Aplikasi absensi ilegal ini menjadi komoditas populer di lingkungan Pemkab Brebes sejak tahun 2025. Dengan biaya aktivasi sebesar Rp250 ribu per tahun, para ASN dapat melakukan “absen finger jarak jauh” dari mana saja, tanpa harus datang ke kantor.

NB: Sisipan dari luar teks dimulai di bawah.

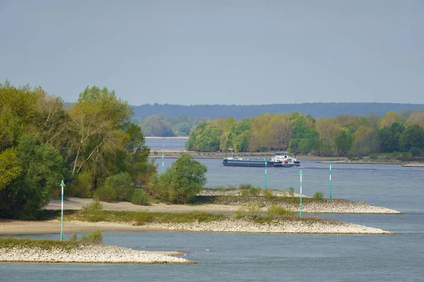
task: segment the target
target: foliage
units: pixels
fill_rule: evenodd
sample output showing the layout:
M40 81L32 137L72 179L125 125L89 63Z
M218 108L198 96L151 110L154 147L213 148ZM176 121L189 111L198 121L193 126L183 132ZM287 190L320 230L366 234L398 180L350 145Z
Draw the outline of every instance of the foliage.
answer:
M134 191L131 176L128 173L120 173L106 178L104 188L115 191L117 201L129 201Z
M288 195L293 197L295 195L295 189L293 187L288 188Z
M64 164L59 152L37 135L23 135L16 149L18 177L0 190L0 216L35 219L59 186Z
M154 195L162 201L185 204L200 192L206 183L206 166L187 154L175 161L155 183Z
M66 216L67 219L77 219L89 222L126 222L143 225L149 222L159 223L182 223L192 222L211 222L225 219L225 214L208 214L194 211L189 213L151 212L128 211L96 211L84 209Z
M283 207L276 204L272 204L266 212L267 216L275 217L275 216L293 216L294 212L289 209L285 209Z
M83 235L81 242L83 244L101 244L103 242L103 235L100 231L96 230L88 235Z
M105 185L95 190L94 195L100 201L113 202L117 202L117 192L112 186Z
M0 216L35 219L62 179L67 197L90 197L122 173L147 185L156 166L131 115L106 87L88 87L65 108L40 87L0 85Z
M131 197L131 202L134 204L148 206L150 204L150 199L146 192L143 191L143 190L136 189Z
M317 199L317 200L321 200L324 197L324 193L322 192L322 191L316 191L314 193L314 199Z
M274 195L272 193L272 190L271 189L265 189L264 190L263 196L265 200L271 200L274 197Z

Seorang guru yang menggunakan aplikasi ini, yang meminta identitasnya dirahasiakan, mengakui sering absen dari luar kantor untuk mengurus bisnis pribadinya. “Saya sering keluar kantor saat masih jam kerja karena mengurus bisnis. Adanya aplikasi ini saya tetap bisa absen secara tertib. Di kalangan guru memang sudah banyak yang pakai. Mereka memang kadang punya urusan lain selama jam kerja, jadi aman kalau punya itu,” ujarnya.

Motivasi utama para pengguna adalah menghindari pemotongan tunjangan Tambahan Penghasilan Pegawai (TPP). Pemotongan TPP dilakukan secara otomatis oleh sistem jika ASN terlambat atau tidak masuk kerja. “April 2026 ini saya sudah ada potongan 5,5 persen atau sekitar Rp 100 ribu. Saya pernah tidak masuk karena sakit, dipotong 3 persen tiap satu hari,” tutur guru tersebut.

Kerugian Negara dan Ancaman Hukuman

Dampak dari sindikat ini cukup besar. Bupati Brebes, Paramitha Widya Kusuma, sebelumnya memaparkan bahwa pelacakan menemukan sekitar 3.000 ASN menjadi pengguna aktif aplikasi fiktif ini. Ironisnya, konsumen terbesar berasal dari kalangan tenaga kesehatan, guru, hingga beberapa pejabat daerah.

Jika diasumsikan 3.000 ASN tersebut adalah pelanggan, maka sindikat ini berpotensi meraup keuntungan hingga Rp750 juta per tahun.

Untuk mempertanggungjawabkan perbuatannya, kesembilan guru tersebut dijerat dengan pasal berlapis. Dakwaan utama adalah pelanggaran Pasal 603 juncto Pasal 20 Undang-Undang Nomor 1 Tahun 2023 tentang Kitab Undang-Undang Hukum Pidana (KUHP) juncto Pasal 18 Undang-Undang Nomor 20 Tahun 2001 tentang Pemberantasan Tindak Pidana Korupsi.

Pasal ini mengatur perbuatan memperkaya diri sendiri, orang lain, atau korporasi yang merugikan keuangan negara. Tindakan mereka memanipulasi absensi menyebabkan ribuan ASN tetap menerima TPP secara utuh tanpa kinerja nyata, yang dihitung sebagai kerugian keuangan daerah.

Dakwaan subsider mencakup Pasal 604 juncto Pasal 18 Undang-Undang Nomor 20 Tahun 2001 tentang Pemberantasan Tindak Pidana Korupsi juncto Pasal 20 juncto Pasal 618 Undang-Undang Nomor 1 Tahun 2023 tentang KUHP. Pasal ini berkaitan dengan penyalahgunaan kewenangan atau kesempatan yang merugikan keuangan negara.

Kesembilan guru tersebut terancam pidana penjara seumur hidup, atau pidana penjara paling singkat 2 tahun dan paling lama 20 tahun, serta denda paling sedikit Rp100 juta hingga miliaran rupiah. Sebagai ASN, mereka juga menghadapi sanksi administratif berat berupa Pemberhentian Tidak Dengan Hormat (PTDH) jika diputus bersalah oleh pengadilan.